10. Januar 2018 17:55 |
Preis: ***,00 € |

Baurecht, Architektenrecht


Beantwortet von


Zusammenfassung:

Festsetzungen in einem Bebauungsplan zur überbaubaren Fläche werden nicht durch Verschmelzen mit außerhalb des Planes liegenden Grundstücksflächen tangiert. Das Maß der baulichen Nutzung bestimmt sich nur nach den innerhalb des Bebauungsplanes überbaubaren Flächen und deren Grenzen.

Hallo,
folgende Ausgangssituation:
Grundstück A - 461 m² - soll mit Grundstück B - 892 m² so verschmolzen werden, dass der Verbund die Flurstücknummer von Grundstück B erhält.
Auf der Fläche des - dann ehemaligen - Grundstücks B soll ein Wohnhaus errichtet werden.
Werden zur Berechnung der GRZ nur die 892 m² von Grundstück B berücksichtigt, beträgt die GRZ 0,39.
Gem. B-Plan ist maximal 0,3 erlaubt. Nicht erlaubt ist die 50 %-Regelung.
Noch zu erwähnen ist, dass für die Grundstücke unterschiedliche Bebauungspläne gelten.

Meine Frage:
Kann infolge der Verschmelzung - für die Berechnung der GRZ - mit A + B = 1.353 m² gerechnet werden?

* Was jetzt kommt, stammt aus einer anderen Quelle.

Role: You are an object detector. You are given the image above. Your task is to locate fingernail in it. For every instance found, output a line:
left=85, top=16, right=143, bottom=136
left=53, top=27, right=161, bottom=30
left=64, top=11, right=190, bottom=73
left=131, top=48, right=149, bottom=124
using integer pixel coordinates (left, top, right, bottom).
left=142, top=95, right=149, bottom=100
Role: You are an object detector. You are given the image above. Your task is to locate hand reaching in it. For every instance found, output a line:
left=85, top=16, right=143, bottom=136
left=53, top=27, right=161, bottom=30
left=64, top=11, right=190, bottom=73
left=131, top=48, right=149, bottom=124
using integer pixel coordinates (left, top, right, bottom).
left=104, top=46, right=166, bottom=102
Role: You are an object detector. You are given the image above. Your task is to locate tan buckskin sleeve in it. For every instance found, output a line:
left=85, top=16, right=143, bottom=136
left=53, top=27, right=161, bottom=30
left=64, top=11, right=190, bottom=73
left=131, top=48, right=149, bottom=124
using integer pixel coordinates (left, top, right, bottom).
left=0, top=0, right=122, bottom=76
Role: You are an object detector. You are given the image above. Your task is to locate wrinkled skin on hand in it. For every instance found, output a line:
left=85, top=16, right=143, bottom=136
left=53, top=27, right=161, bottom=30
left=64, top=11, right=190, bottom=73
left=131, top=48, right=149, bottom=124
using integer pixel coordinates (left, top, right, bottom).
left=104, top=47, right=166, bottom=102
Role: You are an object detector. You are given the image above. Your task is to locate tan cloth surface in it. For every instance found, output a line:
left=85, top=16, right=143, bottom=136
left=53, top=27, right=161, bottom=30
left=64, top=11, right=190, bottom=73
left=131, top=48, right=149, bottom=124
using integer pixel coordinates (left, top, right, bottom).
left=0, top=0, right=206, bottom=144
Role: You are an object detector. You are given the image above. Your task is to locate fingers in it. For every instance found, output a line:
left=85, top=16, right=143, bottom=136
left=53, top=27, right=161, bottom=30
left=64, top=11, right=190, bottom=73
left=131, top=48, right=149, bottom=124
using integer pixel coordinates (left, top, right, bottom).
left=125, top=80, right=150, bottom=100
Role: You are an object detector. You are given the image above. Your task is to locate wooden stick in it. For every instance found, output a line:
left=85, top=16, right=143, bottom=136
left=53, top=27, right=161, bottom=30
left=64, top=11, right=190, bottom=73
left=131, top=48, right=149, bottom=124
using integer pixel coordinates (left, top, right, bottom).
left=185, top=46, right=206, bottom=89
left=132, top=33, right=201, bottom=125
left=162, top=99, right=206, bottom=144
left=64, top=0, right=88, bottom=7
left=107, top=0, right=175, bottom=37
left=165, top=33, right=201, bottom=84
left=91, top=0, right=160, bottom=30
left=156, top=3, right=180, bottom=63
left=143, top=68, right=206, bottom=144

Vielen Dank für die Beantwortung meiner Frage

10. Januar 2018 | 19:42

Antwort

von


(175)
Rankestraße 21
01139 Dresden
Tel: 0351 - 479 60 900
Web: http://www.jagenburg.com
E-Mail:

Sehr geehrter Fragesteller,

Ihre Anfrage möchte ich Ihnen auf Grundlage der angegebenen Informationen verbindlich wie folgt beantworten:

1.
Grundsätzlich setzt der Bebauungsplan die überbaubare Grundstücks-(teil-) fläche fest (§ 9 Absatz 1 Nummer 2 BauGB ). Auf dieser (Teil-) Fläche können nach dem festgesetzten Maß der baulichen Nutzung ein Gebäude oder sonstige zulässige bauliche Anlagen errichtet werden.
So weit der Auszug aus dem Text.